TLDR
- Paychex reported Q1 2026 revenue of $1.54B, up 17% year-over-year.
- Adjusted EPS rose 5% to $1.22, beating expectations, while GAAP EPS fell 10%.
- Operating expenses increased 29% to $998M, driven by Paycor acquisition.
- Management raised the fiscal 2026 revenue growth outlook to 16.5–18.5%.
- Shares closed at $126.76 on September 30, down 1.38% for the day.
Paychex Inc. (NASDAQ: PAYX) closed at $126.76 on September 30, down 1.38% ahead of its Q1 2026 earnings release.
The company posted revenue of $1.54 billion, a 17% year-over-year increase, surpassing Wall Street estimates of $1.53 billion. Adjusted diluted EPS came in at $1.22, up 5% from $1.16 last year, and slightly above the consensus of $1.21. On a GAAP basis, EPS dropped 10% to $1.06.
Paychex, $PAYX, Q1-26. Results:
📊 Adj. EPS: $1.22 🟢
💰 Revenue: $1.54B 🔴
📈 Net Income: $383.8M
🔎 Paycor integration drove 17% revenue growth, but GAAP EPS fell due to acquisition-related costs. pic.twitter.com/Q5i33MMbPH— EarningsTime (@Earnings_Time) September 30, 2025
Operating income margin stood at 35.2%, while the adjusted margin was 40.7%, reflecting expense pressures tied to integration and expansion initiatives.
Revenue Growth Across Segments
Management Solutions, the company’s largest segment, generated $1.2 billion in revenue, a 21% increase, underscoring demand for payroll and HR services. PEO and Insurance Solutions contributed $329 million, a modest 3% rise, as growth in the agency side was slowed by workers’ comp rate pressures. Interest on funds held for clients rose 27% to $48 million, benefiting from higher interest rates.

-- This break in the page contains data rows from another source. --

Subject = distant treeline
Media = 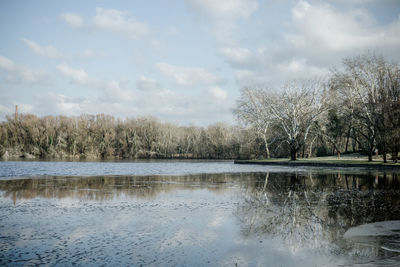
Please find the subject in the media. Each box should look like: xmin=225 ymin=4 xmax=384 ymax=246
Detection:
xmin=0 ymin=54 xmax=400 ymax=161
xmin=0 ymin=114 xmax=260 ymax=159
xmin=234 ymin=54 xmax=400 ymax=161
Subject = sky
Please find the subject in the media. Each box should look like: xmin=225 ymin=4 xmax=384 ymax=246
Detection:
xmin=0 ymin=0 xmax=400 ymax=126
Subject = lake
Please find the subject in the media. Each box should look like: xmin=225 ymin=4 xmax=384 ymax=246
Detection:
xmin=0 ymin=161 xmax=400 ymax=266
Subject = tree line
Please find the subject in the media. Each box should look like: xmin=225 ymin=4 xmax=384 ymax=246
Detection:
xmin=0 ymin=114 xmax=258 ymax=159
xmin=0 ymin=54 xmax=400 ymax=162
xmin=234 ymin=54 xmax=400 ymax=162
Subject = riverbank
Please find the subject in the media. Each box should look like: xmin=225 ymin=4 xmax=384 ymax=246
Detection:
xmin=234 ymin=158 xmax=400 ymax=171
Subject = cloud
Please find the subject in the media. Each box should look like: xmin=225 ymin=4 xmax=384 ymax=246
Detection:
xmin=78 ymin=49 xmax=104 ymax=59
xmin=56 ymin=64 xmax=91 ymax=85
xmin=207 ymin=86 xmax=228 ymax=101
xmin=22 ymin=38 xmax=63 ymax=58
xmin=190 ymin=0 xmax=258 ymax=21
xmin=14 ymin=102 xmax=35 ymax=113
xmin=220 ymin=47 xmax=255 ymax=67
xmin=156 ymin=62 xmax=221 ymax=86
xmin=92 ymin=8 xmax=149 ymax=39
xmin=60 ymin=13 xmax=83 ymax=28
xmin=0 ymin=55 xmax=50 ymax=84
xmin=56 ymin=64 xmax=134 ymax=102
xmin=136 ymin=76 xmax=162 ymax=91
xmin=189 ymin=0 xmax=258 ymax=44
xmin=286 ymin=1 xmax=400 ymax=54
xmin=227 ymin=1 xmax=400 ymax=88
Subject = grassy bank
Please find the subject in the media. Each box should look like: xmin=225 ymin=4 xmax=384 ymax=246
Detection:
xmin=235 ymin=157 xmax=400 ymax=170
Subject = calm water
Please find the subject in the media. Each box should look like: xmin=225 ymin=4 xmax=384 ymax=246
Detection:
xmin=0 ymin=162 xmax=400 ymax=266
xmin=0 ymin=160 xmax=290 ymax=179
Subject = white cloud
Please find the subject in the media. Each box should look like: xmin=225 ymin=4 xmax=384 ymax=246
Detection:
xmin=286 ymin=1 xmax=400 ymax=54
xmin=56 ymin=64 xmax=94 ymax=85
xmin=207 ymin=86 xmax=228 ymax=101
xmin=92 ymin=8 xmax=149 ymax=39
xmin=0 ymin=55 xmax=50 ymax=84
xmin=56 ymin=64 xmax=134 ymax=102
xmin=136 ymin=76 xmax=161 ymax=91
xmin=189 ymin=0 xmax=258 ymax=45
xmin=156 ymin=63 xmax=221 ymax=86
xmin=220 ymin=47 xmax=254 ymax=66
xmin=61 ymin=13 xmax=83 ymax=28
xmin=22 ymin=38 xmax=63 ymax=58
xmin=191 ymin=0 xmax=258 ymax=20
xmin=14 ymin=102 xmax=34 ymax=113
xmin=0 ymin=104 xmax=11 ymax=115
xmin=78 ymin=49 xmax=104 ymax=59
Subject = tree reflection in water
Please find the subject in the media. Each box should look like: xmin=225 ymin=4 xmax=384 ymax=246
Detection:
xmin=236 ymin=172 xmax=400 ymax=264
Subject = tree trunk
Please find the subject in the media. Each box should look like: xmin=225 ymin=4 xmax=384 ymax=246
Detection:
xmin=344 ymin=127 xmax=351 ymax=153
xmin=289 ymin=138 xmax=297 ymax=160
xmin=368 ymin=149 xmax=373 ymax=161
xmin=265 ymin=142 xmax=271 ymax=159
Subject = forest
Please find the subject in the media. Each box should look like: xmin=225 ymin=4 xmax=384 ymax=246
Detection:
xmin=0 ymin=54 xmax=400 ymax=162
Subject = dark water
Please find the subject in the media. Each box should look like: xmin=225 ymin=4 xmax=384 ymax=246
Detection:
xmin=0 ymin=163 xmax=400 ymax=266
xmin=0 ymin=160 xmax=290 ymax=179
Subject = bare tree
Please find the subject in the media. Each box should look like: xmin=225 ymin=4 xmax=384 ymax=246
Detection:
xmin=331 ymin=54 xmax=394 ymax=161
xmin=268 ymin=80 xmax=328 ymax=160
xmin=234 ymin=87 xmax=273 ymax=158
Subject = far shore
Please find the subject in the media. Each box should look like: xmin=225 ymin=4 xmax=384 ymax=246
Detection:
xmin=234 ymin=157 xmax=400 ymax=171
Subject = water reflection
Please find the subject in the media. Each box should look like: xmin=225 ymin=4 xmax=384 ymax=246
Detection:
xmin=0 ymin=174 xmax=252 ymax=204
xmin=236 ymin=172 xmax=400 ymax=264
xmin=0 ymin=171 xmax=400 ymax=266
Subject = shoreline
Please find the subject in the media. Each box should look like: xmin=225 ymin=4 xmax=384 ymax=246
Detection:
xmin=234 ymin=160 xmax=400 ymax=171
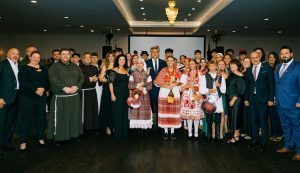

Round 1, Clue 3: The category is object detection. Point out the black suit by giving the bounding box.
[0,59,18,147]
[245,63,275,144]
[146,59,167,127]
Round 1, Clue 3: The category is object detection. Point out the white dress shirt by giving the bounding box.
[7,58,20,90]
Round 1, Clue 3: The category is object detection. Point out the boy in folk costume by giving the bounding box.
[200,61,226,143]
[154,56,181,139]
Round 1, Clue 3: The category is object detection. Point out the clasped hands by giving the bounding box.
[63,86,78,94]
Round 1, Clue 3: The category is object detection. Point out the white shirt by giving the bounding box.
[252,62,261,80]
[279,59,294,74]
[7,58,20,90]
[151,58,159,71]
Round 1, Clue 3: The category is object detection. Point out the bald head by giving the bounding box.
[251,52,261,65]
[7,48,20,62]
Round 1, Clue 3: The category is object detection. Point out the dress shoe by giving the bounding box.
[171,133,176,139]
[293,154,300,161]
[163,133,169,139]
[3,146,15,152]
[259,144,267,151]
[247,142,258,148]
[276,147,292,153]
[19,148,27,153]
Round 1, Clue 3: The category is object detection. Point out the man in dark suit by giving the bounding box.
[0,48,19,158]
[275,46,300,161]
[146,46,167,128]
[245,52,274,151]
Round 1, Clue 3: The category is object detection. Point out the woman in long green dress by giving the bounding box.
[108,54,129,139]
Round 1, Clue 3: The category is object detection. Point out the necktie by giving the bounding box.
[279,63,286,77]
[253,65,257,80]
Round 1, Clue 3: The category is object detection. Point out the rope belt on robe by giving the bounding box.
[54,93,78,135]
[81,88,96,124]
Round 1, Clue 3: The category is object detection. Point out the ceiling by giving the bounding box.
[0,0,300,35]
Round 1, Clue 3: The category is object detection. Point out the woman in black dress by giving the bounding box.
[226,59,246,144]
[99,51,115,135]
[19,51,49,152]
[108,54,129,139]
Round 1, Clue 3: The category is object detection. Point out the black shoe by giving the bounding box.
[205,138,212,144]
[247,141,258,148]
[163,133,169,139]
[19,148,27,153]
[171,133,176,139]
[3,147,16,152]
[259,144,267,152]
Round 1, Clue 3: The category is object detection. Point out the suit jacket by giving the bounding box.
[0,59,17,104]
[146,59,167,100]
[245,63,275,104]
[275,60,300,109]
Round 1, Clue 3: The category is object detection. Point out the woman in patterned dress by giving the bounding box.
[180,60,204,138]
[128,58,153,138]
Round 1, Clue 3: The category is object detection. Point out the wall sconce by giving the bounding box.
[166,1,178,25]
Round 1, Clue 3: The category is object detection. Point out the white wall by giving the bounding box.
[207,35,300,60]
[0,33,300,60]
[0,34,128,58]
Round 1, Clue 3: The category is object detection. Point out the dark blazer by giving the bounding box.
[0,59,17,104]
[275,60,300,109]
[146,59,167,81]
[245,63,275,103]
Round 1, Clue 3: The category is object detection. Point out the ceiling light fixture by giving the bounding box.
[165,1,178,25]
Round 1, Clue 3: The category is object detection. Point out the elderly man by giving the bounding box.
[47,49,84,146]
[0,48,19,157]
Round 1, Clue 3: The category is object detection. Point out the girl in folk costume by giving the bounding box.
[154,56,181,139]
[128,58,153,138]
[200,61,226,143]
[180,60,204,138]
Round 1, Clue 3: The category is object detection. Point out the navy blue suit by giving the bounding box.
[0,59,18,147]
[245,63,274,144]
[275,60,300,154]
[146,59,167,127]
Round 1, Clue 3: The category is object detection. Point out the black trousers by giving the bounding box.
[206,113,222,139]
[19,96,46,143]
[0,94,19,147]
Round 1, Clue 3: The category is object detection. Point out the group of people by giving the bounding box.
[0,46,300,160]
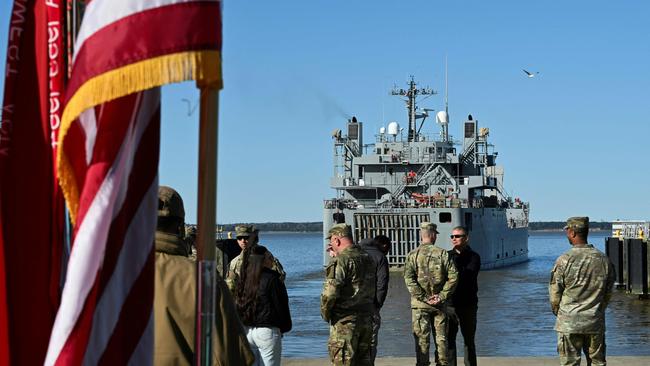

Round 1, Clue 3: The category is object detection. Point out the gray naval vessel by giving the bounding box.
[323,76,529,269]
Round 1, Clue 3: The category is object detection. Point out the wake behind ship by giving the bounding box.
[323,77,529,269]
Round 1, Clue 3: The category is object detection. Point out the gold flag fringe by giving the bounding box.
[57,51,223,224]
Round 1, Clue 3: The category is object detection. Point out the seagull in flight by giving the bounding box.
[522,69,539,79]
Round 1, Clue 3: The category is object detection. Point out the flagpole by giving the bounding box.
[194,86,219,366]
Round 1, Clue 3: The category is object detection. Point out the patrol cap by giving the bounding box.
[158,186,185,220]
[420,221,439,234]
[235,225,257,238]
[564,216,589,232]
[327,224,352,239]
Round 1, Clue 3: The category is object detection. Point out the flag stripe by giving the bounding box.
[73,0,220,62]
[84,97,159,365]
[46,0,222,365]
[98,252,158,366]
[68,2,221,101]
[73,94,141,230]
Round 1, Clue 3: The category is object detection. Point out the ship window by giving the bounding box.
[438,212,451,223]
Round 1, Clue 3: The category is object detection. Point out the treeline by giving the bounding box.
[219,221,612,232]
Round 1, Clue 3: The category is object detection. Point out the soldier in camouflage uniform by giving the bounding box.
[404,222,458,366]
[320,224,375,365]
[548,217,615,365]
[226,225,287,295]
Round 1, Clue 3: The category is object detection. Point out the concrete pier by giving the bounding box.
[282,356,650,366]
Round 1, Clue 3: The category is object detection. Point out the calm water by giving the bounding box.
[261,232,650,358]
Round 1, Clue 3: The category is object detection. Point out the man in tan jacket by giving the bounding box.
[154,186,255,366]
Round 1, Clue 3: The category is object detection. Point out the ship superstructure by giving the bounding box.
[323,77,529,268]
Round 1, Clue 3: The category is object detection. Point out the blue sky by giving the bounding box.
[0,0,650,223]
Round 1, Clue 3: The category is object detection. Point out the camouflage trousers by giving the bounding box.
[370,309,381,365]
[557,332,607,366]
[411,308,448,366]
[327,314,373,366]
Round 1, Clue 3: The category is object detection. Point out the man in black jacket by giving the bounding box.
[359,235,391,364]
[447,226,481,366]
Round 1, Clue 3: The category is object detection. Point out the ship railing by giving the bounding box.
[612,221,650,240]
[508,218,528,229]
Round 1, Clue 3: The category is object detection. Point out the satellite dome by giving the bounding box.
[436,111,449,125]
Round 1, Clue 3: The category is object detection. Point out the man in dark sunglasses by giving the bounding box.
[226,225,287,294]
[447,226,481,366]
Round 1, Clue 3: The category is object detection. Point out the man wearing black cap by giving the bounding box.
[548,217,615,365]
[359,235,391,363]
[447,226,481,366]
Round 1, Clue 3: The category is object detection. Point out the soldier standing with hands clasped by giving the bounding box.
[320,224,375,365]
[404,222,458,366]
[548,217,615,365]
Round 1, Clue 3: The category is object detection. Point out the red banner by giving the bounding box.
[0,0,65,365]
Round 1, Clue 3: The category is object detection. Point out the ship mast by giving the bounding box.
[391,75,436,142]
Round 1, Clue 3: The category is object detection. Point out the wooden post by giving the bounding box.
[194,87,219,366]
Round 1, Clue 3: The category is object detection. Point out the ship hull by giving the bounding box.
[323,207,528,269]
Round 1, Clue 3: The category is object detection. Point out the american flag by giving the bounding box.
[45,0,221,365]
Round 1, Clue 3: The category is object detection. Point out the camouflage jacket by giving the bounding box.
[404,244,458,309]
[548,244,615,334]
[226,249,287,295]
[320,245,375,324]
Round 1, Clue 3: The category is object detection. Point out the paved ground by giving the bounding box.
[282,356,650,366]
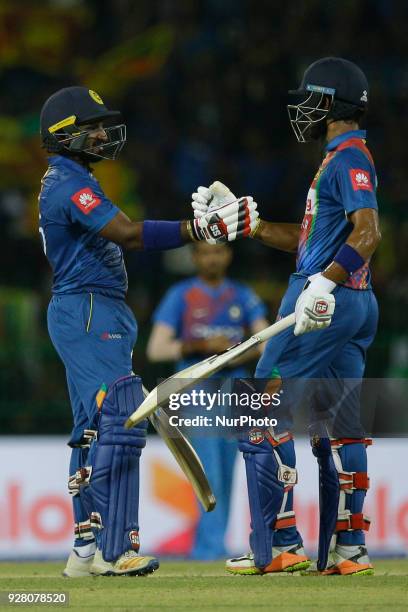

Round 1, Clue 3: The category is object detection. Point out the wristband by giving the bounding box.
[142,221,184,251]
[333,244,365,276]
[186,219,198,242]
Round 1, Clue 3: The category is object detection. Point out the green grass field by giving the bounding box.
[0,559,408,612]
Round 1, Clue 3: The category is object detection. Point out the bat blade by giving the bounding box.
[125,313,295,429]
[149,409,216,512]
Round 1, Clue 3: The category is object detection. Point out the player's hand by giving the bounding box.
[293,272,336,336]
[191,196,259,244]
[191,181,237,219]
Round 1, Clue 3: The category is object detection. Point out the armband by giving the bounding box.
[142,221,184,251]
[333,244,365,276]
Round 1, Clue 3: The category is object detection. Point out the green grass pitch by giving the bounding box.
[0,559,408,612]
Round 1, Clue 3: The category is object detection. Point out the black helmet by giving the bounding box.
[40,87,126,162]
[288,57,368,142]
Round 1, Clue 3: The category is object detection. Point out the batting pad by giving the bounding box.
[81,376,147,561]
[239,435,301,568]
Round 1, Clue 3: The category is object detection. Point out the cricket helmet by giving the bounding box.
[287,57,368,142]
[40,87,126,162]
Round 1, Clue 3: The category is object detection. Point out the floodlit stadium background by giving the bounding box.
[0,0,408,557]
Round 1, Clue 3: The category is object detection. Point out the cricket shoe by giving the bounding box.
[304,544,374,576]
[225,544,310,576]
[90,549,159,576]
[62,548,94,578]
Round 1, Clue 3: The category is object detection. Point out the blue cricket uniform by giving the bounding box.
[39,155,137,445]
[153,278,265,560]
[39,155,137,545]
[256,130,378,378]
[249,130,378,565]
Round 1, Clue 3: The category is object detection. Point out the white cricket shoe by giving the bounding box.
[62,548,94,578]
[90,549,159,576]
[305,544,374,576]
[225,544,310,576]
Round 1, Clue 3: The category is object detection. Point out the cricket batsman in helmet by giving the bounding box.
[193,57,381,575]
[39,87,258,577]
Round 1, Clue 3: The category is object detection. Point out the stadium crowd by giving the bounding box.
[0,0,408,433]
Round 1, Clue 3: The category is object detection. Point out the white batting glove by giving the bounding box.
[293,272,336,336]
[191,196,259,244]
[191,181,237,219]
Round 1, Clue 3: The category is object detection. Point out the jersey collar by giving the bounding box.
[48,155,90,176]
[326,130,366,151]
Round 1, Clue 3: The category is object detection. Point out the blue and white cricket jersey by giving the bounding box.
[39,155,127,297]
[153,277,265,377]
[296,130,378,289]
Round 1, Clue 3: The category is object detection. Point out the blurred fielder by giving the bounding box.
[193,58,381,575]
[147,242,268,561]
[39,87,258,577]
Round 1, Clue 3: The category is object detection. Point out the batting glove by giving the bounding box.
[191,181,237,219]
[191,196,259,244]
[293,272,336,336]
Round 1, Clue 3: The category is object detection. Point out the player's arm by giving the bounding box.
[323,208,381,283]
[99,197,258,251]
[191,186,301,253]
[99,210,193,250]
[146,322,231,362]
[251,219,300,253]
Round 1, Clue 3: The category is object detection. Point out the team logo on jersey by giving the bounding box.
[349,168,373,191]
[228,304,241,320]
[248,429,265,444]
[101,332,123,340]
[71,187,102,215]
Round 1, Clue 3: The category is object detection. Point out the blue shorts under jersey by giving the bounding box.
[39,155,127,297]
[296,130,377,290]
[153,277,265,378]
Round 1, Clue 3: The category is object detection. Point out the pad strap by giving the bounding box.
[339,471,370,493]
[68,466,92,495]
[274,510,296,529]
[74,521,94,540]
[330,438,373,448]
[336,510,371,532]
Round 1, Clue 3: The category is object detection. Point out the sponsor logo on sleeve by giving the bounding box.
[349,168,373,191]
[71,187,102,215]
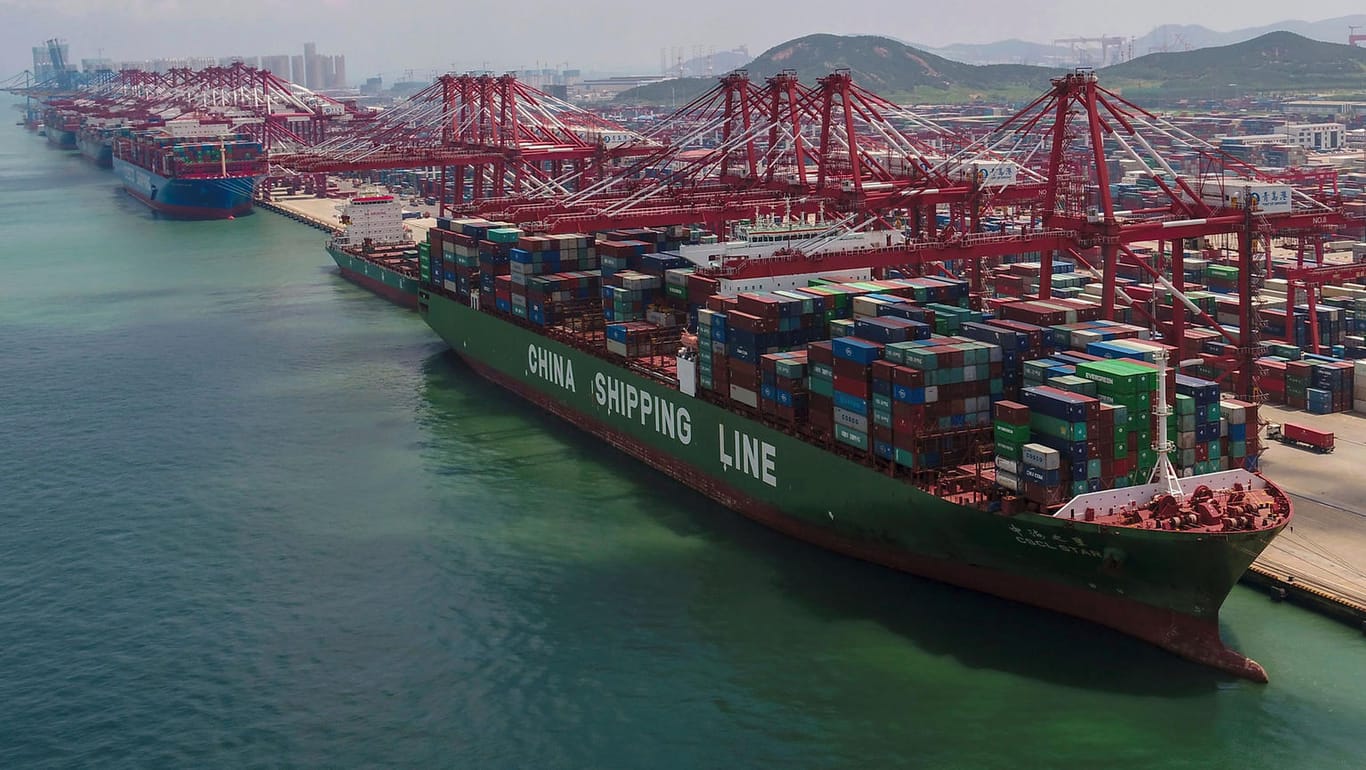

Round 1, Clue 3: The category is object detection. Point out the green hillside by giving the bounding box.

The Paycor integration also supported growth, driving new cross-selling opportunities with retained clients and accelerating synergy targets.
Rising Costs and Margin Impact
Expenses climbed 29% to $998 million in the quarter, largely linked to Paycor-related costs. The company cited disruptions as it works to align go-to-market strategies, though it expects efficiencies to improve. Despite top-line growth, concentrated losses in the small business sector, particularly firms shutting down, added pressure.
Still, management highlighted strong demand for PEO services, mid-single-digit employee growth, and innovations in AI-driven HR tools designed to improve client experience and productivity.
Strong Cash Flow and Shareholder Returns
Paychex reported $718 million in operating cash flow and returned $549 million to shareholders through dividends and buybacks. The company maintained $1.7 billion in cash and investments, offset by $5 billion in borrowings. Its 12-month rolling return on equity stood at 40%, reflecting efficient capital use.
Fiscal 2026 Outlook Raised
Looking ahead, Paychex guided fiscal 2026 revenue growth of 16.5% to 18.5%. Management Solutions is expected to grow 20% to 22%, while PEO and Insurance Solutions are forecast at 6% to 8%. Interest on funds held for clients should deliver $190 million to $200 million. Adjusted EPS is projected to increase 9% to 11%, supported by an operating margin of about 43% and an effective tax rate of 24% to 25%.
Market Context
Despite strong fundamentals, Paychex shares have lost 7.7% year-to-date compared with the S&P 500’s 13.7% gain. Over the past year, the stock is down 2.9%, underperforming the index’s 16% rise. Analysts note estimate revisions have trended lower, resulting in a Zacks Rank #4 (Sell), suggesting the stock may underperform near-term.
For investors, Paychex’s growth trajectory remains attractive, but rising expenses and competitive pressures could limit upside until Paycor integration benefits fully materialize.